HEK 293T cells were cultured in 10% FBS/DMEM (Invitrogen) until 80% confluent, as previously described59. Cells were transfected with the gene of interest using the Lipofectamine 3000 kit (Invitrogen), cultured for 3 days, and then lysed for protein. Nuclear/cytoplasmic fractionation was conducted using the NE-PER Nuclear and Cytoplasmic Extraction Reagents kit (Thermo Fisher Scientific) according to the manufacturer’s protocol and as previously reported70.

Culture, transfection and analysis of axon length of primary hippocampal neurons

Hippocampal cultures were prepared from C57BL/6 mice embryonic day 16 embryos and live cell imaging was performed as previously described with slight modification71. Briefly, mouse hippocampi were dissected in PBS medium with 10 mM d-glucose and digested with 0.05% trypsin–EDTA in PBS with 11 mM d-glucose for 30 min at 37 °C. The dissociated tissues were centrifuged then triturated with pipet in HBSS with calcium and magnesium in plating medium (10% horse serum in DMEM).
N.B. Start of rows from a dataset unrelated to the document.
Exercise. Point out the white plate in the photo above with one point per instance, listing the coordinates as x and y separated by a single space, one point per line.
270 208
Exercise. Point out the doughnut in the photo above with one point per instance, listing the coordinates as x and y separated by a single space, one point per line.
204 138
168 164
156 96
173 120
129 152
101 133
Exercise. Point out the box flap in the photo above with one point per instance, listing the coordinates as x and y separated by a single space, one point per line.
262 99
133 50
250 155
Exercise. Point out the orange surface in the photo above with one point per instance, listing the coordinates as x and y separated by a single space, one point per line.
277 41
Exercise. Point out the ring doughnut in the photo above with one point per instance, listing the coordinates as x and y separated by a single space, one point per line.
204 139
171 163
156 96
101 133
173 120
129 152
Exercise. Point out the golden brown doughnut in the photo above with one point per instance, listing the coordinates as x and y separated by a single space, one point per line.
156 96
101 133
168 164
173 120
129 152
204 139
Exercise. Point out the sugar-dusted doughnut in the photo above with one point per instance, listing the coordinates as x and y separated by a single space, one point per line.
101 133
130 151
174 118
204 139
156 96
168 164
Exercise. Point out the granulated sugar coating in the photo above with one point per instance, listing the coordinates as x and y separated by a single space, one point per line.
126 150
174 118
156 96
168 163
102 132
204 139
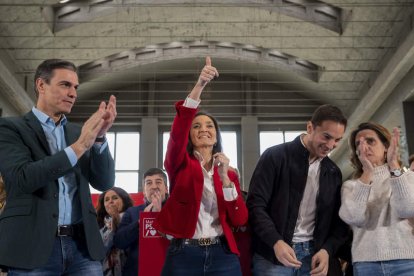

Dissociated neurons were plated on nitric acid-treated 25 mm cover glass coated with poly-l-lysine in plating medium. The medium was replaced with Neurobasal (Thermo Fisher Scientific) medium supplemented with 1% N2, 2% B27 (Invitrogen), 5 mM d-glucose, 1 mM sodium pyruvate. Three days later, neurons were transfected with the gene of interest using the Lipofectamine LTX with Plus kit (Invitrogen). Cells were cultured for an additional 3 days and then live cell imaging was performed. Images were acquired with fluorescence microscopy and processed with Adobe Photoshop. The length of the longest neurite for at least 10 neurons per condition was measured for each experiment with ImageJ with Simple Neurite Tracer plugin.

Plasmid information

Recombinant protein expression vectors used for wildtype Elk-1, Elk-1S383A/S389A, Elk-1S383A/S389E, Elk-1S383E/S389A, and Elk-1S383E/S389E were FLAG-tagged and packaged by Vector Builder (Chicago, IL, USA). The vector IDs VB180406-1033qaj, VB180511-1097rbd, VB180406-1043sqs, VB180511-1095bvv and VB180511-1108eyu can be used to retrieve detailed information about the vector on vectorbuilder.com.

Statistical analysis

Data were analyzed using Graphpad Prism 7 (Graphpad, San Diego, CA, USA). The Kruskal–Wallis test, followed by two-stage linear step-up procedure of Benjamini, Krieger and Yekutieli or multiple t-tests were performed for multiple comparisons as indicated in figure legends. For statistical comparison of two samples, we used a 2-tailed Student’s t-test or paired t-test. P values of less than 0.05 were regarded as statistically significant. All measures were taken from distinct samples.